Resident tells La Cygne council standing water a health hazard
La Cygne resident Kent Wade tells city council his concerns about standing water in city ditches. (Roger Sims/Linn County Journal)
By Roger Sims, Journal staff
LA CYGNE – A complaint by a La Cygne resident about water standing in ditches around the city prompted a sharp exchange between a La Cygne councilman and the city’s public works chief on Wednesday, April 19.
During the La Cygne City Council’s open forum at the meeting, resident Kent Wade took the city to task for not keeping ditches clear and culverts unplugged and working.
He brought up the issue with some city officials at the city-sponsored open house on April 12.
He said that water standing in ditches was a public health issue, particularly with summer approaching with warmer temperatures. He said that water standing in ditches is an ongoing issue, and he didn’t understand why the problem was not being addressed.
“When is the last time the ditches were cleaned?” Wade asked.
He pointed to the area he called the “library lake,” where water collects in a pool on the southwest corner of Chestnut Street and Broadway and also collects in a pool along the curb in front of the La Cygne Library. (Because of recent dry weather, that area has dried up.)
Referring to the recent survey asking residents about problems with storm water runoff, Wade said it doesn’t take a survey to know that standing water is a problem.
He said that in talking with city workers, they indicate that standing water is the “homeowner’s responsibility.” However, Wade pointed out that he can’t very well go and clean up his neighbor’s ditch.
“I’ve been told I will be picked up and put in jail if I start to clean up my neighbor’s ditch,” he said.
Public Work Superintendent Dan Nasalroad said that the ditches had been put on hold until the storm water runoff survey was complete.
Councilman Danny Curtis said when he was employed by the city a few years ago, cleaning out the ditches and culverts was done often. However, he said, that hasn’t been done recently.
Nasalroad said that wasn’t true.
“When we have a heavy rain, our guys go out and clean the ditches,” he said.
He also said that there were several culverts that needed to be replaced as well. He indicated that many culverts do not measure up to the !2-inch diameter required by the city.
Councilman Thomas Capp said that it is common on residential drives for the culverts to not be wide enough for the driveways. As a result, he said, the ends of the culverts are smashed down where they have been driven over.
City Clerk Jodi Wade pointed out that the city’s code book has sections on obstruction of ditches and the penalty for obstruction.
In other business, the council:
Discussed having a special meeting in May to discuss the proposed new fire station.
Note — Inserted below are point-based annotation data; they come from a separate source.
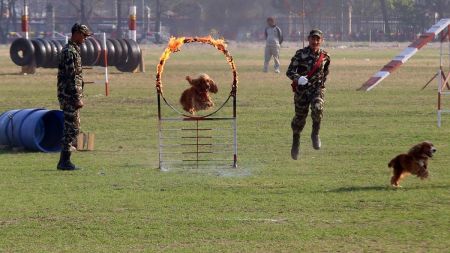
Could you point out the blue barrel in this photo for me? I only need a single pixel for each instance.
(35, 129)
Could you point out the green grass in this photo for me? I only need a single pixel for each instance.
(337, 199)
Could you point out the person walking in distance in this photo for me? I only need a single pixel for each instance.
(274, 39)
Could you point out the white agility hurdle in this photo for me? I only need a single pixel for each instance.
(191, 141)
(441, 28)
(443, 74)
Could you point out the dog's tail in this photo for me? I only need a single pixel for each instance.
(392, 162)
(189, 79)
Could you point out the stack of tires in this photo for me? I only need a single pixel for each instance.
(124, 54)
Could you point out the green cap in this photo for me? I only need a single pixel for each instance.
(81, 28)
(316, 32)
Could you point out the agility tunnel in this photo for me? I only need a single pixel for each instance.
(124, 54)
(34, 129)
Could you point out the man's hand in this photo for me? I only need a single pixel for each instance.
(302, 80)
(79, 104)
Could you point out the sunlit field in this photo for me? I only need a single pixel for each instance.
(337, 199)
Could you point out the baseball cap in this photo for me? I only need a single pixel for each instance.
(316, 32)
(81, 28)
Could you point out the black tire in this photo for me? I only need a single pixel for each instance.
(123, 59)
(110, 54)
(118, 51)
(89, 57)
(26, 47)
(133, 57)
(39, 52)
(48, 53)
(53, 55)
(97, 50)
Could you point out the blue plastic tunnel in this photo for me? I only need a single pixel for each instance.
(33, 129)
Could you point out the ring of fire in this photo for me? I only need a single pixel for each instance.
(175, 45)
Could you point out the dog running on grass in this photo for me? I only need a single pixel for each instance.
(414, 162)
(197, 97)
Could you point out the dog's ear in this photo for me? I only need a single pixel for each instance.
(189, 79)
(213, 87)
(417, 149)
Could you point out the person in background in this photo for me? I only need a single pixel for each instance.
(274, 38)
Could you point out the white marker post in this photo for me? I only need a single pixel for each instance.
(132, 23)
(105, 55)
(25, 26)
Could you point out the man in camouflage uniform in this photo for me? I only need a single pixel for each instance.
(70, 92)
(308, 71)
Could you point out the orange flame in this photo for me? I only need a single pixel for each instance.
(175, 45)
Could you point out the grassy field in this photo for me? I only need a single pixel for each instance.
(337, 199)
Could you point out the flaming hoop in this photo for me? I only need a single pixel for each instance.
(175, 45)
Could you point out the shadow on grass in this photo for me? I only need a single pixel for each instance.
(361, 188)
(387, 188)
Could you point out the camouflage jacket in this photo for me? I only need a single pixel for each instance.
(70, 76)
(303, 61)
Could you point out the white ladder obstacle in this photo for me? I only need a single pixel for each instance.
(443, 74)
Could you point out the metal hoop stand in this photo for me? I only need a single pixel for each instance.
(195, 141)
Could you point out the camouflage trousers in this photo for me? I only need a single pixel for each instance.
(305, 99)
(71, 127)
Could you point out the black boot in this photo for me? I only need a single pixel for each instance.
(315, 136)
(295, 150)
(65, 163)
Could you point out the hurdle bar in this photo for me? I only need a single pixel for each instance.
(443, 79)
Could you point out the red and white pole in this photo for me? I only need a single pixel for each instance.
(25, 25)
(105, 55)
(132, 23)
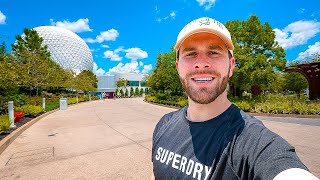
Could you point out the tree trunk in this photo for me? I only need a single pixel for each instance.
(256, 90)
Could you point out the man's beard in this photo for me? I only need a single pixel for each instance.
(205, 95)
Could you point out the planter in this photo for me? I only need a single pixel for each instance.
(17, 116)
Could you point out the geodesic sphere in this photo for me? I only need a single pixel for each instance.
(66, 48)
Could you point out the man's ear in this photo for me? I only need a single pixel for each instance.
(232, 60)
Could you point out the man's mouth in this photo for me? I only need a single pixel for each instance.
(202, 79)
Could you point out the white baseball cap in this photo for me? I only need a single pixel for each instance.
(205, 25)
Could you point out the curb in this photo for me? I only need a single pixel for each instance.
(4, 143)
(252, 114)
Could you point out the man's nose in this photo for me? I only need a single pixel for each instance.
(202, 62)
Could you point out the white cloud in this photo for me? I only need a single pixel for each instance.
(81, 25)
(112, 55)
(156, 10)
(132, 67)
(135, 53)
(296, 33)
(206, 3)
(104, 46)
(109, 35)
(146, 68)
(172, 15)
(301, 10)
(2, 18)
(98, 71)
(310, 52)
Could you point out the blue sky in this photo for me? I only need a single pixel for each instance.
(127, 35)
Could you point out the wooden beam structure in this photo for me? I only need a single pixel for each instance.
(312, 72)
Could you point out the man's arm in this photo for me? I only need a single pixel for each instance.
(152, 176)
(295, 173)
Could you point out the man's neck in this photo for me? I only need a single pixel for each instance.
(203, 112)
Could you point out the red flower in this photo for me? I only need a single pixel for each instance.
(17, 116)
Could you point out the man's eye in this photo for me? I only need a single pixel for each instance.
(213, 53)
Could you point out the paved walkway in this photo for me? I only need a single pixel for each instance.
(111, 139)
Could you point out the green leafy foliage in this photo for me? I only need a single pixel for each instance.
(141, 92)
(30, 110)
(295, 82)
(258, 56)
(136, 92)
(131, 92)
(4, 123)
(165, 76)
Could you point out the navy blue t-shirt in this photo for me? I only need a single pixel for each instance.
(230, 146)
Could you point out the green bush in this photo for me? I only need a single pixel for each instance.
(183, 103)
(30, 110)
(52, 105)
(4, 123)
(150, 98)
(161, 96)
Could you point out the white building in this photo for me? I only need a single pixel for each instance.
(107, 84)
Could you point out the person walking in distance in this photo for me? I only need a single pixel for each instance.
(211, 138)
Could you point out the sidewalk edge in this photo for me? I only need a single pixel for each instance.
(4, 143)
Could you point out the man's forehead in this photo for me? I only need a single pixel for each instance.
(194, 47)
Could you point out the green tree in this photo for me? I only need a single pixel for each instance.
(8, 75)
(121, 92)
(136, 92)
(86, 80)
(126, 92)
(165, 76)
(131, 92)
(258, 56)
(122, 83)
(295, 82)
(2, 51)
(141, 92)
(316, 58)
(30, 42)
(36, 69)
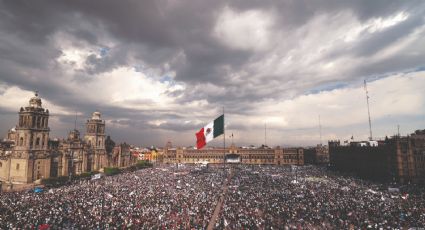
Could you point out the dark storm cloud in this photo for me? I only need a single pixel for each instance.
(179, 35)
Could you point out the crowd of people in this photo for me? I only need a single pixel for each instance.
(255, 197)
(154, 198)
(268, 197)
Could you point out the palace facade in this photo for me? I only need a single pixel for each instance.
(264, 155)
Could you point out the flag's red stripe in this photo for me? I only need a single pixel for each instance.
(200, 139)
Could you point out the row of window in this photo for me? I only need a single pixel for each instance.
(33, 121)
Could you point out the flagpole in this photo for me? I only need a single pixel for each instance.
(224, 144)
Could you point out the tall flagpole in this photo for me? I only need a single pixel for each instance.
(224, 144)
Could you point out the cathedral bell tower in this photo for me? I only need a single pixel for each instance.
(95, 138)
(30, 160)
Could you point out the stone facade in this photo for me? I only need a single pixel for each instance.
(28, 154)
(397, 159)
(275, 156)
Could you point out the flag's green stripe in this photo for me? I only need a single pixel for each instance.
(219, 126)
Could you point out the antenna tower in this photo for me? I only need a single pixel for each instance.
(320, 131)
(368, 110)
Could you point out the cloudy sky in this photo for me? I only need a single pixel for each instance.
(160, 70)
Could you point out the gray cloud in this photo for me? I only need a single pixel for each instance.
(176, 38)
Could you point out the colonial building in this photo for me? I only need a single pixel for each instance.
(397, 159)
(27, 154)
(276, 156)
(28, 157)
(317, 155)
(122, 156)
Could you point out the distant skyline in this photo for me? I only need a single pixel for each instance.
(158, 71)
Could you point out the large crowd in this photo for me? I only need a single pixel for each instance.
(255, 197)
(267, 197)
(155, 198)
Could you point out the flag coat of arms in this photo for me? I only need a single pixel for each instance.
(209, 132)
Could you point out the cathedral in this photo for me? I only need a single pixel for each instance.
(28, 155)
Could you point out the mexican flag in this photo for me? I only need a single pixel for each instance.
(209, 132)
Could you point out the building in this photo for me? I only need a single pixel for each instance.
(28, 155)
(397, 159)
(272, 156)
(317, 155)
(122, 156)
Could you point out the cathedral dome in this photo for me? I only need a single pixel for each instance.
(35, 101)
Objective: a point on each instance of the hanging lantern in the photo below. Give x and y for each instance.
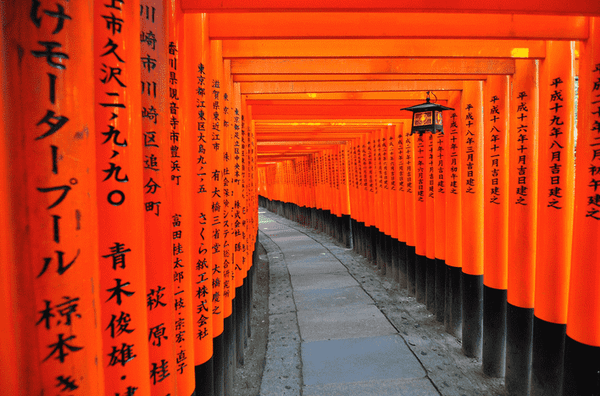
(427, 117)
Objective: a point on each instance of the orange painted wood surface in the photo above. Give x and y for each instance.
(496, 134)
(312, 25)
(583, 320)
(578, 7)
(120, 191)
(556, 166)
(472, 178)
(453, 126)
(387, 48)
(373, 66)
(523, 148)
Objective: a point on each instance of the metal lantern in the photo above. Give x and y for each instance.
(427, 117)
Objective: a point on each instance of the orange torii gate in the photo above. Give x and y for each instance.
(151, 170)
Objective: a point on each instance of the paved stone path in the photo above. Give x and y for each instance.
(338, 328)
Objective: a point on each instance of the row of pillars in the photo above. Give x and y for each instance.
(494, 224)
(129, 207)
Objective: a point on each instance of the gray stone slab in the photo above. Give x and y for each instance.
(281, 375)
(343, 322)
(358, 360)
(326, 267)
(327, 298)
(322, 281)
(413, 387)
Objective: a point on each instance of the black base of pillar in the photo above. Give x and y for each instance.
(204, 379)
(389, 257)
(472, 300)
(240, 324)
(494, 332)
(519, 337)
(548, 355)
(379, 254)
(430, 280)
(395, 260)
(402, 266)
(411, 261)
(421, 278)
(453, 316)
(440, 289)
(582, 369)
(373, 232)
(346, 231)
(219, 365)
(229, 354)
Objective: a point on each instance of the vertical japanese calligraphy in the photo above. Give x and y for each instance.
(472, 218)
(522, 223)
(50, 202)
(583, 322)
(496, 129)
(120, 197)
(195, 54)
(181, 143)
(555, 213)
(158, 111)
That special meeting to review bids for the station has been set for Tuesday, May 2, at 6 p.m.
Heard a suggestion by Mayor Debra Wilson about contacting the city’s engineers to prepare information on the city’s streets that could be used to apply for a grant for street repair or replacement.
Approved spending up to $2,500 to provide electrical outlets along the fence at the pavilion at the La Cygne Community Park.
Learned that a crew would be removing the slide at the city’s swimming pool the week of April 24. Jodi Wade said there had been interest expressed in buying the slide, and she suggested taking sealed bids for it. She added that the city would incur costs in dismantling the slide.
Approved a raise for city worker Tristan VanVlack to $17 per hour.